Une fois le premier niveau achevé, on se lance dans le second, qui change radicalement d'ambiance en optant pour une cuisine où le rouge domine. Ce niveau se déroule à dos de Moskito et se joue comme un shoot'em up, pour un rendu plutôt réussi. Notre monture peut avaler les ennemis pour les recracher, ou tout simplement tirer. Le niveau, dans lequel certaines références sont finement dissimulées (un cri de Wilhelm que les cinéphiles connaissent bien, et de plus en plus présent dans le jeu vidéo), se conclut par un boss au-dessus de l'eau bleutée de l'océan. Un air de Rocket Knights Adventures pas désagréable ! Le troisième niveau de la démo est entièrement consacré au maniement de Rayman sous l'eau. Après quelques obstacles que l'on apprend à éviter, les choses sérieuses commencent puisque notre héros est poursuivi par deux murènes ! Il faudra donc agir vite et bien pour ne pas se faire rattraper par nos poursuivants, et finalement accéder au boss du niveau. C'est malheureusement à ce moment-là que la démo prend fin, mais quel pied on a pris !


Les nouvelles aventures de Rayman se présentent comme un retour aux sources et sont très prometteuses ! La 2D est magnifique, très colorée, et les animations de nos héros bien ficelées. Les contrôles sont simples à assimiler et conviendront tout à fait aux novices, qui découvriront le titre via le mode multijoueurs, dans lequel deux à quatre joueurs devront coopérer à travers les niveaux. Notre héros répond bien, et l'ensemble est très fluide et souple. Peut-être un peu trop d'ailleurs, puisque le contrôle de nos chutes n'est pas toujours très précis, et que les phases sous-marines nécessitent un petit temps d'adaptation. Des défauts légers, qui finissent malgré tout par coûter de nombreuses vies, heureusement en nombre infini. S'il fallait trouver un autre défaut à Rayman Origins, j'irais chercher du côté de la bande-son. Entendons-nous bien, elle est d'une qualité globale tout à fait convenable, puisant son inspiration tant dans les anciennes aventures de Rayman que dans les sonorités hispaniques (niveau 2 de la démo). Mais des petites voix amusantes interviennent très fréquemment, des voix distordues proches de celles des célèbres chipmunks. Rapidement agaçantes, ces voix sont la seule ombre venant ternir l'aspect musical du titre d'Ubisoft.

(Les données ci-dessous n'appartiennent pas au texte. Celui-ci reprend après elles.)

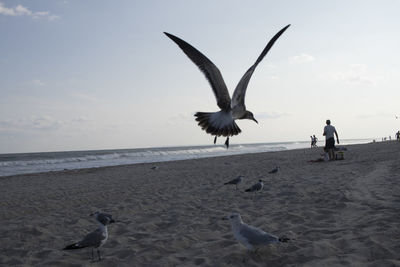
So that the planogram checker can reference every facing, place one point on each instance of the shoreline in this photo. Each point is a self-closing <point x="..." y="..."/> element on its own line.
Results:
<point x="337" y="213"/>
<point x="169" y="160"/>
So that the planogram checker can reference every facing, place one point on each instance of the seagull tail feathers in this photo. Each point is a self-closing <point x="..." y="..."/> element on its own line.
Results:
<point x="284" y="239"/>
<point x="73" y="246"/>
<point x="217" y="123"/>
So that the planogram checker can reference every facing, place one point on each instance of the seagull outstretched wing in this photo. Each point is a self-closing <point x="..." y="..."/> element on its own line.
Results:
<point x="209" y="69"/>
<point x="240" y="91"/>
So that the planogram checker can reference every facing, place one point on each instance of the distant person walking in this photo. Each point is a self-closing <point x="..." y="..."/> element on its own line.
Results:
<point x="329" y="132"/>
<point x="315" y="140"/>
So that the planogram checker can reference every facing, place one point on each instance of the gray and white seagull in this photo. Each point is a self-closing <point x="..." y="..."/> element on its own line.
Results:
<point x="235" y="181"/>
<point x="256" y="187"/>
<point x="98" y="237"/>
<point x="249" y="236"/>
<point x="222" y="123"/>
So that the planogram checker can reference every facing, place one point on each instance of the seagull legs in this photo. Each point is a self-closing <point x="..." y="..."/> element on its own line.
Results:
<point x="227" y="142"/>
<point x="98" y="253"/>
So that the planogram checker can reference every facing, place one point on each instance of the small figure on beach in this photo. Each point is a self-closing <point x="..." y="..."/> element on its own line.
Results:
<point x="256" y="187"/>
<point x="249" y="236"/>
<point x="222" y="123"/>
<point x="314" y="141"/>
<point x="98" y="237"/>
<point x="235" y="181"/>
<point x="329" y="132"/>
<point x="275" y="170"/>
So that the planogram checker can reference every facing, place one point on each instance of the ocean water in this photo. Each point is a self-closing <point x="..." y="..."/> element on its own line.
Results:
<point x="20" y="163"/>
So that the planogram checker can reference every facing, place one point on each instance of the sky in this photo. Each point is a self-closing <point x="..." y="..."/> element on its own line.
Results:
<point x="86" y="75"/>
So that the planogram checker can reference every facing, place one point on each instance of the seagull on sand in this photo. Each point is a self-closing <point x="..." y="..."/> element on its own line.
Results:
<point x="235" y="181"/>
<point x="256" y="187"/>
<point x="275" y="170"/>
<point x="98" y="237"/>
<point x="222" y="123"/>
<point x="249" y="236"/>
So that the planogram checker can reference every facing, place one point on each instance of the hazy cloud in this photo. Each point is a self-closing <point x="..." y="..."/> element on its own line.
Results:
<point x="180" y="118"/>
<point x="38" y="83"/>
<point x="356" y="73"/>
<point x="376" y="115"/>
<point x="302" y="58"/>
<point x="39" y="123"/>
<point x="20" y="10"/>
<point x="270" y="115"/>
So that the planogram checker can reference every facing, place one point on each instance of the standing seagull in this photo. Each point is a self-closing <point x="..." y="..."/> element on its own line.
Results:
<point x="98" y="237"/>
<point x="256" y="187"/>
<point x="235" y="181"/>
<point x="250" y="236"/>
<point x="223" y="122"/>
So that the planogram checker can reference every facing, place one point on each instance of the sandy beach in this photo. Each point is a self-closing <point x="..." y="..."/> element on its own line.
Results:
<point x="340" y="213"/>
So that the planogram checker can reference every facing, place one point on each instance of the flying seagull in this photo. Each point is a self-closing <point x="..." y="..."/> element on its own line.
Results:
<point x="250" y="236"/>
<point x="98" y="237"/>
<point x="222" y="123"/>
<point x="256" y="187"/>
<point x="235" y="181"/>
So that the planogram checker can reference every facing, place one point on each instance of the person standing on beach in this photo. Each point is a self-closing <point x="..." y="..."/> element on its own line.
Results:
<point x="315" y="140"/>
<point x="329" y="131"/>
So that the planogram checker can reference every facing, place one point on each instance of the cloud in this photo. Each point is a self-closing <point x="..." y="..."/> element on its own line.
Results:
<point x="40" y="123"/>
<point x="38" y="83"/>
<point x="37" y="123"/>
<point x="270" y="115"/>
<point x="356" y="73"/>
<point x="302" y="58"/>
<point x="20" y="10"/>
<point x="380" y="115"/>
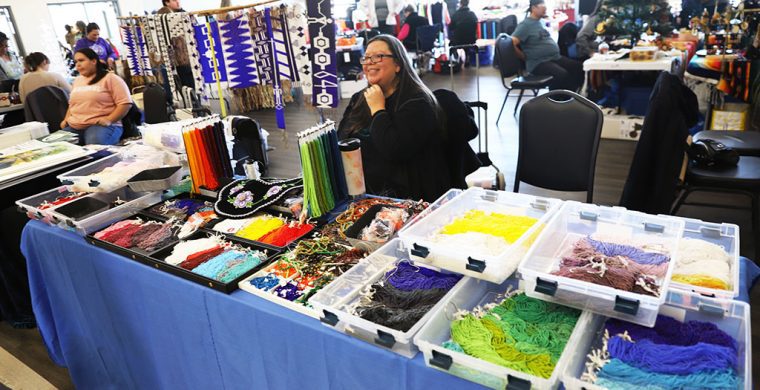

Finalement, cette démo m'a vraiment emballé. Retrouver Rayman dans une grande aventure en 2D est un vrai plaisir. Le jeu, dont le principe rappelle immanquablement Donkey Kong Country Returns, et le multijoueurs New Super Mario Bros Wii, puise un peu partout son inspiration pour assurer une belle variété et de nombreux clins d'oeil à l'univers du jeu vidéo. Le jeu mise sur le fun, et l'ambiance festive et colorée n'y est pas pour rien. Le level design est tout à fait convaincant, et j'ai d'autant plus hâte de voir ce que donne la version finale du jeu !
Si vous êtes encore sceptiques, voici trois raisons pour lesquelles Raymans Origins est d'ores et déjà un jeu de plates-formes incontournable...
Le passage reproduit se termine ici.